The EXPECT_Art project has successfully concluded its research phase with the Arts Exploratorium, designed to generate comprehensive knowledge about how arts education is taught and practiced in schools and local communities, and how cultural literacy can be enhanced. Arts Exploratorium took place in schools and local communities in 6 countries, combining participant observation, arts-based practises, interviews and surveys to capture how artistic learning unfolds in real-life settings. The findings highlight that advancing critical cultural literacy requires a shift from traditional top-down teaching toward more collaborative and participatory pedagogies.
Across countries, many teachers already integrate artistic approaches into their lessons, creatively blending traditional and innovative methods. However, significant barriers remain. Rigid curricula, time pressures, the marginalisation of arts education, neoliberal perspective prioritising subject perceived as contributing to future employability, and dominant national and Eurocentric cultural frameworks often limit the potential of arts-based learning to support deeper critical engagement.
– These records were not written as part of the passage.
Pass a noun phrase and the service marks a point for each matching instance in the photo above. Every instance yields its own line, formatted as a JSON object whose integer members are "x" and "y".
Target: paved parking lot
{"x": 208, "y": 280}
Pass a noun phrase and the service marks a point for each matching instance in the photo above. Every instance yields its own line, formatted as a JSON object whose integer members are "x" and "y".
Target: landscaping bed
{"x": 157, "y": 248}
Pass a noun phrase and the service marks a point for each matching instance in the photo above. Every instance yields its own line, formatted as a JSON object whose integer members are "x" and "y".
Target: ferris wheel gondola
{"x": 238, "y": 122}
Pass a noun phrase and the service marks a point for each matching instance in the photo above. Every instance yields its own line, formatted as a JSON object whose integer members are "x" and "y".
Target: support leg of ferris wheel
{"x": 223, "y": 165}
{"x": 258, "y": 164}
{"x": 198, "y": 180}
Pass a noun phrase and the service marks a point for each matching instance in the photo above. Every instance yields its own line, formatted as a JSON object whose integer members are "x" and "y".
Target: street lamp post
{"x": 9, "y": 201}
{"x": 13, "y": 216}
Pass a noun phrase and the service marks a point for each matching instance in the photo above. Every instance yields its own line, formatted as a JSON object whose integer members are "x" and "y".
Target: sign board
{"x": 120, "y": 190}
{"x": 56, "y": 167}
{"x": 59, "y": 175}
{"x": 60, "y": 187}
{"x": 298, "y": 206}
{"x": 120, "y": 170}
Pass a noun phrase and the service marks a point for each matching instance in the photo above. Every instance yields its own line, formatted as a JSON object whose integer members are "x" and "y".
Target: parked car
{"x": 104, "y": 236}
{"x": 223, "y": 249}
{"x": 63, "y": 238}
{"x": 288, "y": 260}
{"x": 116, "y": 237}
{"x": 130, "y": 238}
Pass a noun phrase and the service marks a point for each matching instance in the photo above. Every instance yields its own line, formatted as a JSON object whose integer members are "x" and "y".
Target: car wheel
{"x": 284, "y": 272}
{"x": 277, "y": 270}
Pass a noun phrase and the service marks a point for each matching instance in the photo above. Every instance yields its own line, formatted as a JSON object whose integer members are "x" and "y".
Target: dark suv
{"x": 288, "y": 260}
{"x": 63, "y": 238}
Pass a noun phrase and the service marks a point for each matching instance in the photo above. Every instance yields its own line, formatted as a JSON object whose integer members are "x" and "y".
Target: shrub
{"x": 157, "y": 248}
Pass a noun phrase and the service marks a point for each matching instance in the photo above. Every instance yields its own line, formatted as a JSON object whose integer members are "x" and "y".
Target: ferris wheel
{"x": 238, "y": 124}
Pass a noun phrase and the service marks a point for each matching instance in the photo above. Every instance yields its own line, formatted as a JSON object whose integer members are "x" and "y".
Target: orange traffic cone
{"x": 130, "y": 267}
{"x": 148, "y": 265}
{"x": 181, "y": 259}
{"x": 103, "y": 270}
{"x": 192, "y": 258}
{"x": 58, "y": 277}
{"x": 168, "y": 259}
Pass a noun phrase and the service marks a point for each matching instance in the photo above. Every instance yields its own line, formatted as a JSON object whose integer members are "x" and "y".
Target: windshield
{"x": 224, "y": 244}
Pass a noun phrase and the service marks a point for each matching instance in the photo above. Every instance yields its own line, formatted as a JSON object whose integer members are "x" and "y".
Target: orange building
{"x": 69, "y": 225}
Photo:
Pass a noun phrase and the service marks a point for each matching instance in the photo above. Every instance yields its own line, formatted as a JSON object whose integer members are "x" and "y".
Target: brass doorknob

Insights from Slovenia illustrate this tension particularly well. Children enjoy participating in artistic activities, yet often perceive them as “just fun”, unstructured or chaotic rather than meaningful educational experiences. Even when teachers successfully incorporate arts-based approaches, structural constraints can prevent these from becoming spaces where children’s lived experiences and perspectives are meaningfully explored. However, if supported by skilled facilitation, the arts practices have the potential to become important media for critical engagement. When young people feel their voices are not genuinely valued, they are more likely to participate passively rather than engage critically.
At the same time, the research uncovered strong transformative potential — especially beyond the classroom. Slovenian local communities offer fascinating activities, which can engage young people and adults in a collaborative and participatory manner. The team observed activities that involved resolving community-identified problems by drawing from participants’ personal cultural experience, as well as contributing to fostering participants’ critical cultural literacy. Local community activities that are not tied to the rigid school curricula and educational structures, offer more possibilities to dismantle the power relations and create meaningful opportunities for learning beyond the classroom by fostering inclusive spaces for agency, allowing individuals – especially children and youth – to become active interpreters and narrators of their own social worlds
From using fairy tales to explore lived realities, to participatory redesign of local spaces, to practices that challenge dominant consumption patterns, these initiatives fostered agency, civic awareness, and collective reflection. Importantly, such community-based practices demonstrate that cultural production is a vibrant, collaborative process rather than a static heritage.